According to The Guardian, a British daily newspaper, when the overall unemployment rate was 3.5%, the black unemployment rate was 5.8%. On the other hand, the white unemployment rate was 3.1%. Employment rates for the black community are never good during a pandemic or crisis. During the Great Recession, the overall unemployment rate peaked at 9.6% in 2010; for black Americans, it was 16%. 

“The usual relationship that we see between the national unemployment rate and the black unemployment rate is typically really close to a two to one. Whatever is being projected for the national unemployment rate, in most instances, we expect to see something close to twice that for black Americans,” Valerie Wilson, director of the Economic Policy Institute’s program on race, ethnicity, and the economy, said. 

William Rodgers, the former chief economist at the US Department of Labor, recently estimated that the unemployment rate for African Americans may have reached 19% in March. “The reason why African Americans bear the brunt of downturns more is that when firing decisions start to occur the least educated and those with the least experience tend to be let go first. There is also continued discrimination in the workplace,” Rodgers said.

 

 

Police Brutality

As of now, there’s been no specific research relating to COVID-19 cases to police violence. However, Denise Herd, a professor at the School of Public Health, said that there’s a clear link between chronic stress caused by persistent police-related trauma diseases like asthma, diabetes, hypertension, and heart disease, leading to COVID-19 mortality. Previous studies revealed that black people are more likely to face poor treatment from law enforcement, thus, explaining why they have higher infection and mortality rates in this pandemic.

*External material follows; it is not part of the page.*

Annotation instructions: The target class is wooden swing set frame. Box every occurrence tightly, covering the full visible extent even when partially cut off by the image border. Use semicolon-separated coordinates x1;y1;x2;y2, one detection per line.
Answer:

"There are levels of chronic stress associated with living in an environment that has more police violence, and the threat of that force on its residents," Herd said.

According to Phys.org, an internet news portal that provides the latest news on science, the use of so-called Terry stops, or stop-and-frisk policies, have allowed police officers to question, search or detain people they suspect are involved in criminal activity, particularly a person who belongs to the black community. This creates chronic stress that lowers a person's resistance to disease. Data from the New York Civil Liberties Union revealed that 90% of pedestrians stopped were either black or Latino. And, 20% of the time, police used physical force.

Studies have also found that forms of discrimination and unfair treatment by law enforcement are linked with higher rates of disease in black communities. "Those mental health issues often go untreated in African American communities and can lead to diseases that make them more compromised to COVID-19," Herd said.